What is the first thing that comes to mind when you think about Canada and space? Most people probably think of a Canadian astronaut like Marc Garneau or Roberta Bondar, or maybe of the Canadarm launching a satellite from the space shuttle. These are two important areas of Canada's involvement in the space industry, but they're not the only ones. Most Canadians working in the space industry are involved in projects concerning satellites. This is because satellites have helped Canada in many different ways.
In size, Canada is a huge country. Covering nearly 10 million square kilometers, it is the second largest nation in the world. This has always made it very difficult for people in different parts of the country to communicate. After Confederation, the Canadian government began building a railway that would link the country from east to west. Communication, however, was still difficult. Information could take weeks to travel from one part of the country to another. Also, the railway line did not go through northern Canada. Obviously another solution was needed to help all Canadians, especially those in the isolated and rural areas of the country, communicate with each other across the vast distances.
This solution came in the form of satellites. Canada successfully launched Alouette, its first satellite, in 1962. Alouette, and the ISIS satellites that followed, all studied the northern lights, or aurora borealis. In 1967, however, Dr. John Chapman, the leader of the Alouette team, published a report that changed the direction of Canada's space program. Chapman argued that Canada should use the knowledge gained through the Alouette and ISIS projects to improve communications in Canada.
This is exactly what happened. The focus of Canadian satellites shifted from scientific research to communications. In 1972, the Canadian firm Telesat Canada launched the Anik A1 satellite. With this launch, Canada became the first country in the world to have a satellite in geostationary orbit for domestic (that is, non-military) communications. Because Anik was in geostationary orbit, it remained over its target night and day. This meant that satellite dishes could be permanently mounted to point toward the satellite for both transmitting and receiving.

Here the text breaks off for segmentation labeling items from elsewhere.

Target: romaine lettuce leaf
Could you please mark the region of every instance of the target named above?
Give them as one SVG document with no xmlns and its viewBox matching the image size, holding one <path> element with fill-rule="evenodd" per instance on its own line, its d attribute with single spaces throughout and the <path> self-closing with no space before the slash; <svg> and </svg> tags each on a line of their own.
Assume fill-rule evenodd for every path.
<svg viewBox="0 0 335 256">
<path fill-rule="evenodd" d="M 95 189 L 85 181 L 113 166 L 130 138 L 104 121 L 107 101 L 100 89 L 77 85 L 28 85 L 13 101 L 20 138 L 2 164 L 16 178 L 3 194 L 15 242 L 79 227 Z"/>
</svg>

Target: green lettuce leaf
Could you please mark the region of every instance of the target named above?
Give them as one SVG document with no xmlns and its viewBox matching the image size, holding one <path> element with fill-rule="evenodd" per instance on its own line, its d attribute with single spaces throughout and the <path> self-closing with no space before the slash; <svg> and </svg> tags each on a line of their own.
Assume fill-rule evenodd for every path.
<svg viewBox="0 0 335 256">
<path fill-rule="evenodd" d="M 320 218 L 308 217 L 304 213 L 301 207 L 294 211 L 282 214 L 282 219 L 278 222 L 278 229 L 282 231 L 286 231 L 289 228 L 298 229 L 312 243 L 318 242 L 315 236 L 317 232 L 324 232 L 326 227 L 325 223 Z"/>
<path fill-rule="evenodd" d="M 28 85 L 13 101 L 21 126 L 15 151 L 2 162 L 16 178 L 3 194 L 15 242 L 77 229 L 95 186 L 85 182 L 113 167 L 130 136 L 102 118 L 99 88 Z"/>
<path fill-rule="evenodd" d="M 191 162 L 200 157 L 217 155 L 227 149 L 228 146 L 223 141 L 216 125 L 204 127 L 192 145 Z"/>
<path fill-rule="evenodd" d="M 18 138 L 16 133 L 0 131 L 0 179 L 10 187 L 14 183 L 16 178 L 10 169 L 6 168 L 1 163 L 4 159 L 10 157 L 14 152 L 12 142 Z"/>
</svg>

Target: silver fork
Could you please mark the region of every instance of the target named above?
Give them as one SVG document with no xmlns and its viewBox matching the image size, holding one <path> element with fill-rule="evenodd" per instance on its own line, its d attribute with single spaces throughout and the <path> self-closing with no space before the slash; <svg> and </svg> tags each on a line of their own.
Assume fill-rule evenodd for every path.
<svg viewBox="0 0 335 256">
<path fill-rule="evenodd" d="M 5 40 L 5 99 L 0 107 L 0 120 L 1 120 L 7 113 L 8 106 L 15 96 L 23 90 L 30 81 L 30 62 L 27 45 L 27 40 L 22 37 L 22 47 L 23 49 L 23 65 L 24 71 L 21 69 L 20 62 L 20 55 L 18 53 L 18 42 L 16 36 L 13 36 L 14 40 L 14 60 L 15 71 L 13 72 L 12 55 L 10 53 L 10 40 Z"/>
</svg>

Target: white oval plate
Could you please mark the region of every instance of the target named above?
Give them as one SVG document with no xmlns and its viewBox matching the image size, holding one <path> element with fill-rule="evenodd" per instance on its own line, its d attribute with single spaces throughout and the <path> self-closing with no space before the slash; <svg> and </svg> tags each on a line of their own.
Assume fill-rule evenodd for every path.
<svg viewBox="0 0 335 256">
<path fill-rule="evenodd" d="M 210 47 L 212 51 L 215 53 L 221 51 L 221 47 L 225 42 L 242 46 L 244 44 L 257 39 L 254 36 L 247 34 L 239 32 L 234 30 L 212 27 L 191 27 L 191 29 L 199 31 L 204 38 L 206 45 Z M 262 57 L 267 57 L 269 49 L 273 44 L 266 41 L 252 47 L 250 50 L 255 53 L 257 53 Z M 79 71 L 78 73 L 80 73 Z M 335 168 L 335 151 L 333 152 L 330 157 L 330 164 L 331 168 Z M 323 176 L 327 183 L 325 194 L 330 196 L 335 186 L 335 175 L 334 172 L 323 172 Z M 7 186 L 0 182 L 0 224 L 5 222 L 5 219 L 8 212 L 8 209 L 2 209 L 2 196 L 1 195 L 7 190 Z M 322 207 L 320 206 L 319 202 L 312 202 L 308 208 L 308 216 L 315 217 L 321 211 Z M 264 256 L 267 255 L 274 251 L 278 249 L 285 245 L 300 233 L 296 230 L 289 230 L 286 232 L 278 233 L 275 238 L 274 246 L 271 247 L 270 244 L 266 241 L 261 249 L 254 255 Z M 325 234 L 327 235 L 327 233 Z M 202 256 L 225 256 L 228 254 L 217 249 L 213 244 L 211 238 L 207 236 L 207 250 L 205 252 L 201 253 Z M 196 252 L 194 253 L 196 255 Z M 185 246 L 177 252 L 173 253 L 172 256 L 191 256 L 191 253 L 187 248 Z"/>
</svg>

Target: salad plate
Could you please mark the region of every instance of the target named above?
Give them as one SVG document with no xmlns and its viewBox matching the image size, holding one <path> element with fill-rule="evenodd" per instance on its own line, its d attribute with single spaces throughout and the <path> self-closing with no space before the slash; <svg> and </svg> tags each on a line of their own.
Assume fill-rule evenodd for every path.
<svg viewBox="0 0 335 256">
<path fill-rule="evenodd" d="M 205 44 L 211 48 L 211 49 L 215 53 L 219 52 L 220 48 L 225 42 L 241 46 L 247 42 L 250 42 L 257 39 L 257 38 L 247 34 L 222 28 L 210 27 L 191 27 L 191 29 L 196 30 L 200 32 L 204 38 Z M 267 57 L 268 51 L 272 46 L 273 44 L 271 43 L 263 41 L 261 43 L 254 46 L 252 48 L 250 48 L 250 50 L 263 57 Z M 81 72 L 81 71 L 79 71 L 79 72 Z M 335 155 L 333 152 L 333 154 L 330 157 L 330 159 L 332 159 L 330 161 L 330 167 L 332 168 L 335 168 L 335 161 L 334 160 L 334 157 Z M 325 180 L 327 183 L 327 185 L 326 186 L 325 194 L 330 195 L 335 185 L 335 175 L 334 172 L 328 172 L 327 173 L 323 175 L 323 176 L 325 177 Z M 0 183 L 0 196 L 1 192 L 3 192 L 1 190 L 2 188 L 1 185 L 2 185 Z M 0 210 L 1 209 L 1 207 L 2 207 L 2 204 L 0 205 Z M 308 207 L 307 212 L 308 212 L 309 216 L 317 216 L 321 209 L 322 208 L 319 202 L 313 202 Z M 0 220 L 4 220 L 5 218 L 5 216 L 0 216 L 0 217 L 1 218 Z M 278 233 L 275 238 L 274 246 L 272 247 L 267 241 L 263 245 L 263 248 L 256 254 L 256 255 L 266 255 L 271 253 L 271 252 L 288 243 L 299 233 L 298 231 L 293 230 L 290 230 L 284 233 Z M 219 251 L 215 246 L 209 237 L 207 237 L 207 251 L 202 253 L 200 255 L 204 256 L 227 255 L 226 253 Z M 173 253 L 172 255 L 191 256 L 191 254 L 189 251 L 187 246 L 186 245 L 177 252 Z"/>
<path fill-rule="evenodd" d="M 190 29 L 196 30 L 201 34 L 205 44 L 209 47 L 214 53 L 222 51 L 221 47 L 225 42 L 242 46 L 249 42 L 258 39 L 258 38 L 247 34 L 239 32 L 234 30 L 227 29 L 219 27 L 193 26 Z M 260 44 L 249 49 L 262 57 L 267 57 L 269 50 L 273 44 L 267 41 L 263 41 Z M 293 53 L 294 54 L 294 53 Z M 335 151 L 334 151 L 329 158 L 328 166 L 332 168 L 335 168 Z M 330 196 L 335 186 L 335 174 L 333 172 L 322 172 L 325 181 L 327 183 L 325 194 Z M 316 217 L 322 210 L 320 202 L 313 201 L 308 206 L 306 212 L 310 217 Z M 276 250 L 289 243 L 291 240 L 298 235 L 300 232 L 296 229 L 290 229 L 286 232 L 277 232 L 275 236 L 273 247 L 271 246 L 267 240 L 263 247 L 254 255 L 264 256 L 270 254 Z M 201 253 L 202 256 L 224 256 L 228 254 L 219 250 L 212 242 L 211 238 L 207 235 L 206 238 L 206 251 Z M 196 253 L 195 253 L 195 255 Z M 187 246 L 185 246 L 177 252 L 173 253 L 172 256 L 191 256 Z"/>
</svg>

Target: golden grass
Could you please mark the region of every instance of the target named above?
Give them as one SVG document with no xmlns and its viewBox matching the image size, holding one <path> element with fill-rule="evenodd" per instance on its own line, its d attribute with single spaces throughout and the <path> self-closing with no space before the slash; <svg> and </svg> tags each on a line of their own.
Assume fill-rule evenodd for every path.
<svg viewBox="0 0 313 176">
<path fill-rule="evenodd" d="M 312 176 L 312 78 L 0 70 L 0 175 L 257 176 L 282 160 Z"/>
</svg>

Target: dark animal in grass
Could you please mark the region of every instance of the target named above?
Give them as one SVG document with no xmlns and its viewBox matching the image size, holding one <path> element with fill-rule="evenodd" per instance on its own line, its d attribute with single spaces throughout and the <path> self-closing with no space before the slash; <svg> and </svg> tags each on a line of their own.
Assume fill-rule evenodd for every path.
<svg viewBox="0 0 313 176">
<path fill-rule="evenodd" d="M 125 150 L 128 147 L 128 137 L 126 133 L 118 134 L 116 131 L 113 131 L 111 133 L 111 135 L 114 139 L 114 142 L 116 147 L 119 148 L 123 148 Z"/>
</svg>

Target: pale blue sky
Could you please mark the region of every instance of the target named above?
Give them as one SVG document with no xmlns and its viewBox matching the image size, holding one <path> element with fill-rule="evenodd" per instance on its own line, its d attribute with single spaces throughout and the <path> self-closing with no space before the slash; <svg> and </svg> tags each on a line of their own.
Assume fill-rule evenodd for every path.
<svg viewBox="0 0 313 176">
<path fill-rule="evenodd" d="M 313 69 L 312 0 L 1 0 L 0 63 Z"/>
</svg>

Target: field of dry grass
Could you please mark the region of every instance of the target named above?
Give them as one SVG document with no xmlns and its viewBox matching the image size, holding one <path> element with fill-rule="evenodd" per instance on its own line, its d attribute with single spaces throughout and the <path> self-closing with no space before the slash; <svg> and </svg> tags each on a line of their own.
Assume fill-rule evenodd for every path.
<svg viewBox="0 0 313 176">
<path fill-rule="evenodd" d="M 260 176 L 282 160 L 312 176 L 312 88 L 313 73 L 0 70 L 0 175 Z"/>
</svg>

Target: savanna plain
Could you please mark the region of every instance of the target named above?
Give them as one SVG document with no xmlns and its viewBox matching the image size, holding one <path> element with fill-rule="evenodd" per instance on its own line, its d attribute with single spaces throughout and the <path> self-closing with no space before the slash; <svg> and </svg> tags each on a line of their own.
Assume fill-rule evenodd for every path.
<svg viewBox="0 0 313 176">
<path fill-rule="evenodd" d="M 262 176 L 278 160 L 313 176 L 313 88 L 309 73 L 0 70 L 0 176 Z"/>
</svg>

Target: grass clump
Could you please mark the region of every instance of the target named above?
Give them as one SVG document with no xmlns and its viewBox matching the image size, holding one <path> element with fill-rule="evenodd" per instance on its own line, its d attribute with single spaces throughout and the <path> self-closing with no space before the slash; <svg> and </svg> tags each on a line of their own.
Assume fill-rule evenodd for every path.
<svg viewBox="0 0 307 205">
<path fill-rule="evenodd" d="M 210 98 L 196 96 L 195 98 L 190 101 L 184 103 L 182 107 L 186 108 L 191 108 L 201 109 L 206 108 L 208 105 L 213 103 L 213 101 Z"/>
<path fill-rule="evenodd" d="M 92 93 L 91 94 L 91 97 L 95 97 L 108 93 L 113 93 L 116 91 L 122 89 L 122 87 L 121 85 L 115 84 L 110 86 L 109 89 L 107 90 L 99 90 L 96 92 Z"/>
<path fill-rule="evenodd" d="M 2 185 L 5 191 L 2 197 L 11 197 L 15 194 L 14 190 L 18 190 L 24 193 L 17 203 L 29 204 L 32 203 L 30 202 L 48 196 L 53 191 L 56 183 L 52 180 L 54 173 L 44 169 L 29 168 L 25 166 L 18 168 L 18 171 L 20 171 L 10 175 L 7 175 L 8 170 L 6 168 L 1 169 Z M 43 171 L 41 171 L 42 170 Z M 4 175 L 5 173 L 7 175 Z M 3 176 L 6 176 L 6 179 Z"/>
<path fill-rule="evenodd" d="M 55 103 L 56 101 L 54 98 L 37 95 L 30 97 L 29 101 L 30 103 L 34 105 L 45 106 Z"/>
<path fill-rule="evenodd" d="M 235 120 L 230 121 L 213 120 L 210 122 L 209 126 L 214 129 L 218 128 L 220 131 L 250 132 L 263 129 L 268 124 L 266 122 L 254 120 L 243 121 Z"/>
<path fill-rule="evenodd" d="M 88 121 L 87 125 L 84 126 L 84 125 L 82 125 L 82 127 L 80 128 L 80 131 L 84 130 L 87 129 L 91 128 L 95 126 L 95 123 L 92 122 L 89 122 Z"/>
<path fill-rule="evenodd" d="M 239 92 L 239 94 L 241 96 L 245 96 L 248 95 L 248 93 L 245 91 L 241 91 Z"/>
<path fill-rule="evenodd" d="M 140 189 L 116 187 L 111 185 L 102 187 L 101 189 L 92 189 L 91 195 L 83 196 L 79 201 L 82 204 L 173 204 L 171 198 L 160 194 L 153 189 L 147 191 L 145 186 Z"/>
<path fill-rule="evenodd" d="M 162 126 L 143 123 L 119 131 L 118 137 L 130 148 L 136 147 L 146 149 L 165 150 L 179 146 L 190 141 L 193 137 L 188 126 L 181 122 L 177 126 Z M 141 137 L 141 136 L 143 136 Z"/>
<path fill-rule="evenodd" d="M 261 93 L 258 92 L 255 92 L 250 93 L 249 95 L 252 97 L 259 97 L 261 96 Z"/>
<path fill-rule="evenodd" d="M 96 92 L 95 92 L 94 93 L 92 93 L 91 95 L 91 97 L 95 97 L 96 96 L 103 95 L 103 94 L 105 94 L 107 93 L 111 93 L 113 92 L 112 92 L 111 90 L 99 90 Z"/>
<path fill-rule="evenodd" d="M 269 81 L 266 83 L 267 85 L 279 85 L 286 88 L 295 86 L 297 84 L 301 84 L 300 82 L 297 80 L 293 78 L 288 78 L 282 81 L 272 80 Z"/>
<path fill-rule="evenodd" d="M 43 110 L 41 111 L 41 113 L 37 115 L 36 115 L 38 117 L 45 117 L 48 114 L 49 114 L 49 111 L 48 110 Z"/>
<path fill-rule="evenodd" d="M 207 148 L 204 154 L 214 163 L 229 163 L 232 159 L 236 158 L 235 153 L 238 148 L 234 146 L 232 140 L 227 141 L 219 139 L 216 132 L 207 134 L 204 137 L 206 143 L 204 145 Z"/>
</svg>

The Anik A1 satellite succeeded in bringing Canadians closer together. Live television was now possible everywhere in Canada. Telephone communications could be relayed from any part of the country to any other part. Today, the fifth generation Anik satellites are the largest, most poweful domestic communication satellites in the world. Anik, which means "brother" in the Inuit language Inuktitut, was well named because it brought Canadians closer together - like brothers.
Communication by television and telephone, though, is not the only way that satellites have helped Canadians. Satellites affect every Canadian's daily life in countless different ways.
Weather satellites transmit complex images of cloud patterns, allowing scientists to predict the weather much more accurately than they could if they only used data collected on the ground. This can warn city dwellers to cancel their picnic if it's going to rain. More importantly, this information can save the lives of fisherman at sea or icebreakers in the North by warning them if a storm is approaching.
Remote sensing satellites, such as Radarsat, can aid in research and resource management in agriculture, oceonography, forestry, hydrology, geology, cartography, and meteorology. Farmers can use satellite data to tell the difference between moist and dry soils. People can monitor pollution in the ocean, such as oil spills. Prospectors can use satellite images to explore for oil, gas, mineral, and water deposits. Remote sensing satellites can also measure the movement of icebergs.
You might be using a satellite right now, while you're reading this site. A new method of transmitting information on the Internet is to send the data by satellite, instead of over telephone or ISDN lines. Telesat Canada is beginning to provide this service, called DirecPC, by sending the information via their Anik satellites already in orbit.
Satellites have helped Canada communicate across vast distances and manage many natural resources. Individual Canadians are affected by satellites in their everyday lives. In the future, as Canada gains even more expertise in the field, it is certain that the applications of satellites will grow and continue to benefit the country.